Bhupi Patel, a community leader, spoke of the influence Indians steadily have built up in US politics and their impact on India-US relations. He recalled Indian American Center for Political Awareness founded by the late newspaper pioneer Gopal Raju and how it encouraged Indians to get involved in politics and helped India and the US develop closer ties.
Patel said that Clinton's agenda for health care, immigration reform and improving the quality of and access to education meshed in with that of Indian Americans for whom these were crucial issues.
Chatwal spoke of his close ties to the Clintons and said that President Bill Clinton asked him what position he would want in his administration. He said he replied that he only wanted Clinton to visit India, which he did, laying the foundation for deepening ties between the two nations.

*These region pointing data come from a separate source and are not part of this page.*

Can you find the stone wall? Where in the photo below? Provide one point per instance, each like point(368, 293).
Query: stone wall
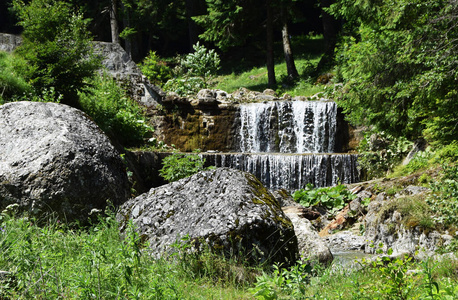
point(211, 120)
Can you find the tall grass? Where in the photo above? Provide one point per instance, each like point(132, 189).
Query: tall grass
point(58, 262)
point(307, 51)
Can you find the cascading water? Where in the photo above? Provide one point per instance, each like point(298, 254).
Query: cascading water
point(288, 127)
point(287, 144)
point(290, 171)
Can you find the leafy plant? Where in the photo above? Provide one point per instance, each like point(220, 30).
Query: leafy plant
point(56, 46)
point(198, 67)
point(12, 84)
point(120, 117)
point(331, 198)
point(444, 199)
point(155, 69)
point(282, 281)
point(380, 152)
point(179, 165)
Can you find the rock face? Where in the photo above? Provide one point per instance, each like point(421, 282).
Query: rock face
point(228, 209)
point(54, 159)
point(309, 242)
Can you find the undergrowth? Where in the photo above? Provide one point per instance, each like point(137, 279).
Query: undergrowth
point(57, 261)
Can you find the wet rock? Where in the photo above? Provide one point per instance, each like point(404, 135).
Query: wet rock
point(227, 209)
point(310, 243)
point(54, 159)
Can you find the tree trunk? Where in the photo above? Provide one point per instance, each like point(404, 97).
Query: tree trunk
point(270, 46)
point(330, 29)
point(289, 59)
point(192, 26)
point(114, 22)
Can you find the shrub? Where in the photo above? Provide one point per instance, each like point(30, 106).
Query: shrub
point(331, 198)
point(155, 69)
point(198, 69)
point(444, 199)
point(380, 152)
point(117, 115)
point(180, 165)
point(57, 47)
point(12, 84)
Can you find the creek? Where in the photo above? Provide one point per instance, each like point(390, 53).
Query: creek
point(287, 144)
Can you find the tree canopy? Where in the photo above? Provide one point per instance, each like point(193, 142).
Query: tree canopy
point(56, 46)
point(399, 68)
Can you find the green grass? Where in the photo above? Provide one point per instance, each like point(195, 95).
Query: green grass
point(55, 261)
point(307, 52)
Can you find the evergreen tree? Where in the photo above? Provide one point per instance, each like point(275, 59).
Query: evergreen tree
point(399, 66)
point(57, 47)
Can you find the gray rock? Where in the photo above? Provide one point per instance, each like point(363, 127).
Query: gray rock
point(228, 209)
point(309, 242)
point(54, 159)
point(345, 241)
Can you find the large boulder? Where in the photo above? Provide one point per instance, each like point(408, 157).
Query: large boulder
point(53, 158)
point(229, 210)
point(310, 244)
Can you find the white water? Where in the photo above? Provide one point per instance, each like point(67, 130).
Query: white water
point(288, 127)
point(291, 171)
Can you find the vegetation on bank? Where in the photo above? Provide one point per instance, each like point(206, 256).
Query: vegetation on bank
point(395, 73)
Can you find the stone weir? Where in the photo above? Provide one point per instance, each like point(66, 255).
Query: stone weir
point(216, 120)
point(290, 171)
point(274, 170)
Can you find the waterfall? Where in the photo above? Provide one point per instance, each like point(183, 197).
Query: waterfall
point(287, 127)
point(290, 171)
point(287, 144)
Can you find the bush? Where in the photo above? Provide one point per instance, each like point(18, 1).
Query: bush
point(380, 152)
point(117, 115)
point(155, 69)
point(331, 198)
point(197, 70)
point(444, 199)
point(179, 165)
point(56, 46)
point(12, 84)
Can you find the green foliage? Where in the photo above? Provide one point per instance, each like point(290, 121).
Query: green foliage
point(43, 261)
point(198, 68)
point(202, 62)
point(380, 153)
point(12, 84)
point(281, 281)
point(179, 165)
point(56, 47)
point(397, 63)
point(420, 162)
point(155, 69)
point(332, 198)
point(120, 117)
point(444, 199)
point(223, 23)
point(185, 86)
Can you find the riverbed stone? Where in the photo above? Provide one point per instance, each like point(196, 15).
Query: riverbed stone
point(54, 159)
point(311, 246)
point(229, 210)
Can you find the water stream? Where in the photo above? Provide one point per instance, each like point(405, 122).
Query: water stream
point(287, 144)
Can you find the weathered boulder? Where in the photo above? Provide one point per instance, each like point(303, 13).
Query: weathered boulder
point(309, 242)
point(54, 159)
point(387, 224)
point(228, 209)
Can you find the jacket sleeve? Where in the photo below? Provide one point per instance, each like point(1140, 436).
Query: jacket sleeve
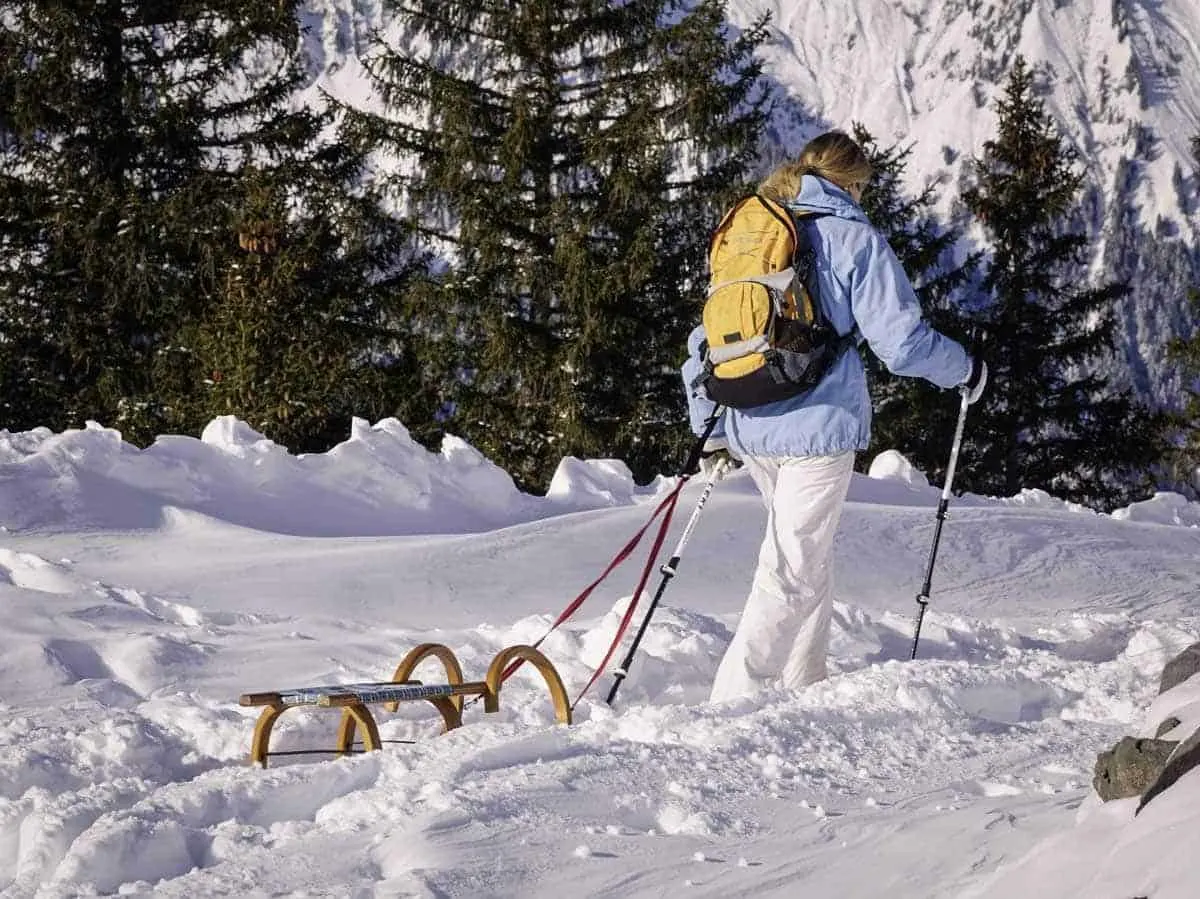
point(888, 315)
point(700, 407)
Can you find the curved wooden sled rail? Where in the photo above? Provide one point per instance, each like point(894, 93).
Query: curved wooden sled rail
point(354, 700)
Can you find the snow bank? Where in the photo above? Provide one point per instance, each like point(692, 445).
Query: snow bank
point(1162, 509)
point(379, 481)
point(1114, 852)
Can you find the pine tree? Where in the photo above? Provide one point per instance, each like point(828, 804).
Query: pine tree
point(1183, 462)
point(1049, 419)
point(139, 137)
point(910, 415)
point(569, 157)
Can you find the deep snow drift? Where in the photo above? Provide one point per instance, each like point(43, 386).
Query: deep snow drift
point(144, 591)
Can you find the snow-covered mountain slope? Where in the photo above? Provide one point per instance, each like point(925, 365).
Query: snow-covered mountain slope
point(143, 591)
point(1122, 77)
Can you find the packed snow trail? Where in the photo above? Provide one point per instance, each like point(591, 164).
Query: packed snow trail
point(123, 750)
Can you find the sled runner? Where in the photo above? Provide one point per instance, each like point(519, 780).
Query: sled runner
point(355, 700)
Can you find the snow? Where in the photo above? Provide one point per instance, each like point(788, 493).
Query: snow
point(144, 591)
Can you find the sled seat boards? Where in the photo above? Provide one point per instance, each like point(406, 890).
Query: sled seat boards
point(355, 700)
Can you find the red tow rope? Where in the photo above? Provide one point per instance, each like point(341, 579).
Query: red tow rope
point(666, 508)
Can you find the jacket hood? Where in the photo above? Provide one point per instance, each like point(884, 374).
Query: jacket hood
point(821, 196)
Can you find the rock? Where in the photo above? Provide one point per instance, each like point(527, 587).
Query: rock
point(1170, 724)
point(1181, 667)
point(1131, 767)
point(1182, 760)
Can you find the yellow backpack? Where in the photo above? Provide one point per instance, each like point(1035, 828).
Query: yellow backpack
point(766, 337)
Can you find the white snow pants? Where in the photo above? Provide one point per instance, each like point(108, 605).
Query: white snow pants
point(784, 635)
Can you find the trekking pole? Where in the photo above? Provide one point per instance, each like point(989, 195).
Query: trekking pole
point(669, 571)
point(923, 597)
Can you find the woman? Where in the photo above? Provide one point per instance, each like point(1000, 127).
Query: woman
point(801, 451)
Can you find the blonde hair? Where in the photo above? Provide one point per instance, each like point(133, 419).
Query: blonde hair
point(833, 156)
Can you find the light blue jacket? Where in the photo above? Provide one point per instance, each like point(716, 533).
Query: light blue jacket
point(861, 282)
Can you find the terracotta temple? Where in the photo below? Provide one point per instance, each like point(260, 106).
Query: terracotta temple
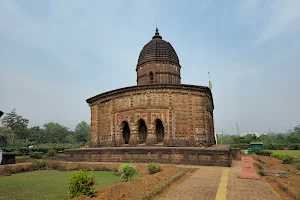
point(159, 110)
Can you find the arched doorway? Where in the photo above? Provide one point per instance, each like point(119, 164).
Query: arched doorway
point(142, 131)
point(126, 131)
point(159, 131)
point(151, 77)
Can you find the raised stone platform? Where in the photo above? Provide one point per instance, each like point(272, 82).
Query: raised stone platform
point(219, 155)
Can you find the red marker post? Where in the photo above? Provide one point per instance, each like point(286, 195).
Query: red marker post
point(247, 168)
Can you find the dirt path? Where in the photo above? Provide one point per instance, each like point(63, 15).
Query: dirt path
point(204, 184)
point(247, 188)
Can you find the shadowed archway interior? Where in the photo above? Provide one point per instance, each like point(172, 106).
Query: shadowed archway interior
point(142, 131)
point(159, 131)
point(126, 132)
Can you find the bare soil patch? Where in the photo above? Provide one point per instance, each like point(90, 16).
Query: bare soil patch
point(286, 185)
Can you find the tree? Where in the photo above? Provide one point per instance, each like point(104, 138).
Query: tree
point(5, 135)
point(16, 123)
point(82, 132)
point(55, 133)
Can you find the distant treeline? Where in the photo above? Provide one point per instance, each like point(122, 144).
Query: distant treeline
point(272, 141)
point(15, 133)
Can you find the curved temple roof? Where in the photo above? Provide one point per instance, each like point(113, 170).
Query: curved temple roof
point(158, 50)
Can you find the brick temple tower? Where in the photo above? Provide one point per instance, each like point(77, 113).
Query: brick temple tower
point(159, 110)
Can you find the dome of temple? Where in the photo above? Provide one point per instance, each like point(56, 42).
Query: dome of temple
point(158, 50)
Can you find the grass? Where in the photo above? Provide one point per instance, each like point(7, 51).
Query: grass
point(295, 153)
point(46, 184)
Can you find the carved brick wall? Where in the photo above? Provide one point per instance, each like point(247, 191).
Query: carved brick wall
point(162, 73)
point(186, 115)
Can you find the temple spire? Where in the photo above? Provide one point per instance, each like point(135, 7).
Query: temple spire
point(156, 34)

Chatwal, who is leading one of the Indian-American mobilsation drives, was convicted in 2014 of election finance violations involving $180,000 he gave to three politicians, including Hillary Clinton, and witness tampering.
While other Indians convicted of election finance offences received prison terms, he was not sentenced to prison and was only fined $500,000 and given probation and ordered to do community service.
Trump, who had pledged at a rally last month that Hindus and India would have a friend in the White House if he won, came in for criticism at the news conference.
Chatwal dismissed his statements saying, "Talk is cheap."
Trump does not know anything about India, Chatwal said, asserting that he was talking of Hinduism and India as one while in reality India was made up Hindus, Sikhs, Muslims, Chrisitans, Buddhists and others.